I started with this prompt:
Generate HTML, JavaScript, and CSS for a simple web app with these requirements:
- The user can browse their local disk to select an audio file
- Alternatively, the user can drag and drop an audio file onto the web app
- The web app allows the user to play the audio file, change playback speed, and skip forward and back by 10 seconds
- The web app stores the file in local storage and restores it when the page is refreshed
- The web app stores the current playback position and restores it when the page is refreshed. This way the user can load the page and resume what they were listening to.
- There is a clear button which causes the web app to forget the current audio file and playback position
This produced code for index.html, scripts.js, and styles.css that gave me 90% of what I needed. The UI was good, but the web app did not work perfectly.
I steered it with a few specific suggestions in subsequent prompts, mainly to use IndexedDB to store the audio file because its original choice, localStorage, can't handle big files. I also needed to fix a bug in restoring playback position. I then made some minor style and user experience tweaks, added PWA metadata and icons, and was done!

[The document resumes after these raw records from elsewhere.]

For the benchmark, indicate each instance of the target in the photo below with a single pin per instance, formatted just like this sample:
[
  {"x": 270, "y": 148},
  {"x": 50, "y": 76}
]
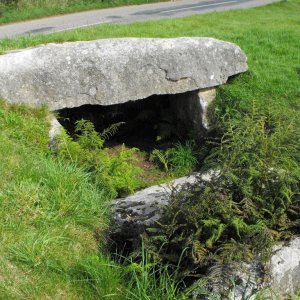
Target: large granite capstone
[{"x": 112, "y": 71}]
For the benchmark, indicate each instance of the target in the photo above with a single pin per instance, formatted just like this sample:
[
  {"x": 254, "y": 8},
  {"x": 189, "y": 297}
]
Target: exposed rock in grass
[
  {"x": 113, "y": 71},
  {"x": 278, "y": 278},
  {"x": 132, "y": 215},
  {"x": 285, "y": 268}
]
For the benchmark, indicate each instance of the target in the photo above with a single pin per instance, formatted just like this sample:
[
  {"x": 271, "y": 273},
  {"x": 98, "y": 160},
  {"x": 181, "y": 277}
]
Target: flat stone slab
[
  {"x": 133, "y": 214},
  {"x": 113, "y": 71}
]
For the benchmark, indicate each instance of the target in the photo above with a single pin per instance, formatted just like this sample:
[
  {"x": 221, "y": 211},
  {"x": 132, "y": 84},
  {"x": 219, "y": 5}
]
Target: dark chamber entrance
[{"x": 152, "y": 122}]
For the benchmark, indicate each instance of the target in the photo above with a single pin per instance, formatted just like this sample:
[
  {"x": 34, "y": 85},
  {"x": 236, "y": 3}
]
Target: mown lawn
[
  {"x": 52, "y": 217},
  {"x": 20, "y": 10}
]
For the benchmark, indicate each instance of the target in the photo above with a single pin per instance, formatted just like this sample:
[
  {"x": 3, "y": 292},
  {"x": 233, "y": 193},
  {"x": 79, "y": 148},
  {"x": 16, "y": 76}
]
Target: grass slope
[
  {"x": 50, "y": 212},
  {"x": 30, "y": 9},
  {"x": 49, "y": 216}
]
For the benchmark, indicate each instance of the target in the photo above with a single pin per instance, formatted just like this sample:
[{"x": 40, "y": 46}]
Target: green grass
[
  {"x": 49, "y": 214},
  {"x": 52, "y": 217},
  {"x": 31, "y": 9}
]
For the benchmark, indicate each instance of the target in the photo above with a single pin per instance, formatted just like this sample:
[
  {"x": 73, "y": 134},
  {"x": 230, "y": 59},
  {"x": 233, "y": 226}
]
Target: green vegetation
[
  {"x": 178, "y": 160},
  {"x": 116, "y": 173},
  {"x": 19, "y": 10},
  {"x": 251, "y": 201},
  {"x": 54, "y": 211}
]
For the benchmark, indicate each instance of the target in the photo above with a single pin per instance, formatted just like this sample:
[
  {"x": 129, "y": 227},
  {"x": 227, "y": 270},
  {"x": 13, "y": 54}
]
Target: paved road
[{"x": 125, "y": 14}]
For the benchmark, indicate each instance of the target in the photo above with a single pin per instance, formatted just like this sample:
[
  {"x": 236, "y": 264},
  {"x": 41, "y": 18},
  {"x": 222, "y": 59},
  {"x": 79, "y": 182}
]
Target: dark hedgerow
[{"x": 251, "y": 200}]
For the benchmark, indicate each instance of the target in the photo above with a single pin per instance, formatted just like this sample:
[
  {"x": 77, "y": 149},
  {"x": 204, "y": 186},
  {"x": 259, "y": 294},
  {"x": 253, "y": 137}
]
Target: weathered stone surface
[
  {"x": 112, "y": 71},
  {"x": 285, "y": 268},
  {"x": 279, "y": 278},
  {"x": 133, "y": 214}
]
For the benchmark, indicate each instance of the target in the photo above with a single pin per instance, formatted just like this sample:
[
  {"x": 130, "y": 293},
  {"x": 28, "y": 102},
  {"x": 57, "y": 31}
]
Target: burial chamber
[{"x": 100, "y": 79}]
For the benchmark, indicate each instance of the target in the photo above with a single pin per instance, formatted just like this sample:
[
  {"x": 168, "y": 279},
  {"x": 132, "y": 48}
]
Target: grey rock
[
  {"x": 133, "y": 214},
  {"x": 112, "y": 71},
  {"x": 279, "y": 278}
]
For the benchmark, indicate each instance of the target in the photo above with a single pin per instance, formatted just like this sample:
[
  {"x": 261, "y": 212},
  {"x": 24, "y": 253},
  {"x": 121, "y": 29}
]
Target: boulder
[
  {"x": 284, "y": 268},
  {"x": 132, "y": 215},
  {"x": 114, "y": 71},
  {"x": 278, "y": 278}
]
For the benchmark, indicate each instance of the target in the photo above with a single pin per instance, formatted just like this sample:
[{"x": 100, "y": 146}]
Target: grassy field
[
  {"x": 20, "y": 10},
  {"x": 53, "y": 217}
]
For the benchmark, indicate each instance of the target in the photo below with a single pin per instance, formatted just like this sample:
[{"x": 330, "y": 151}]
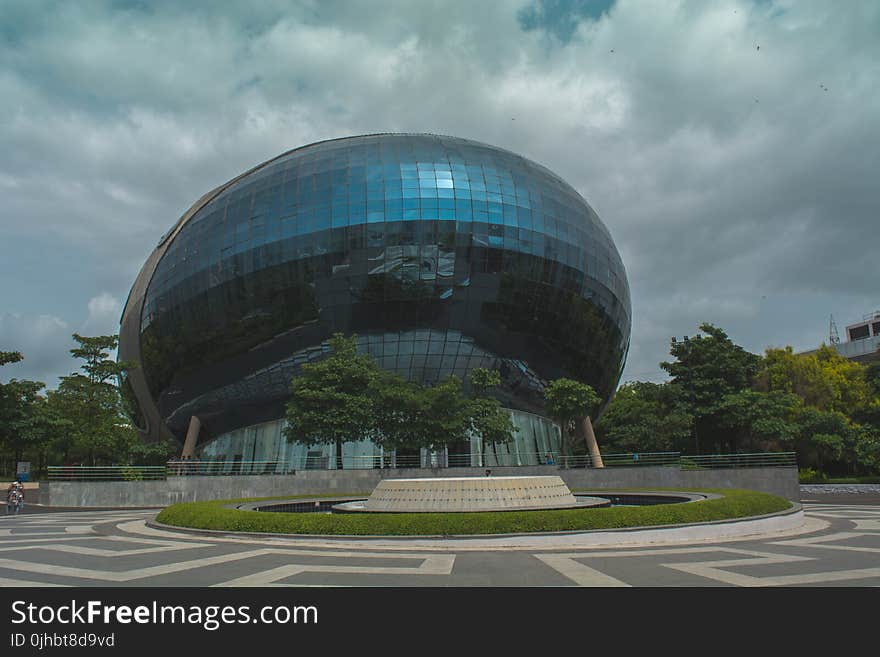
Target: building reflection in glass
[{"x": 441, "y": 254}]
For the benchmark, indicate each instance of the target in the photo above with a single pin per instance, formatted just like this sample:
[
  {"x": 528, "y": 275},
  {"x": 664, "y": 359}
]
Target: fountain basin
[{"x": 468, "y": 494}]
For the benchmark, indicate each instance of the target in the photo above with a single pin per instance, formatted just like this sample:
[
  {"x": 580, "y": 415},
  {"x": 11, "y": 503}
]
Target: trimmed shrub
[{"x": 214, "y": 515}]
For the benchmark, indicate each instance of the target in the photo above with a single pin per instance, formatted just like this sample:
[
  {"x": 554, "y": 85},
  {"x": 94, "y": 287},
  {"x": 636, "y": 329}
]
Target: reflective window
[{"x": 382, "y": 235}]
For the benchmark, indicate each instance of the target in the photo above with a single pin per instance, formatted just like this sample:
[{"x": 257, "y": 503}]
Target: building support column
[
  {"x": 592, "y": 445},
  {"x": 192, "y": 437}
]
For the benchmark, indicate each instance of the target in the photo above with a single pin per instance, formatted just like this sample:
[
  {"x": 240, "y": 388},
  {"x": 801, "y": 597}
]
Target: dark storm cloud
[{"x": 737, "y": 182}]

Overall, I was able to whip this up in about an hour, with some of the fixes and tweaks done on the go.
I think there's a lot of potential to make custom tiny tool web apps with low effort this way. And one of the best parts of the web is that nearly everyone can use these tools without any setup across their phones, tablets, computers, etc. And they will hopefully continue working for decades to come without any developer intervention.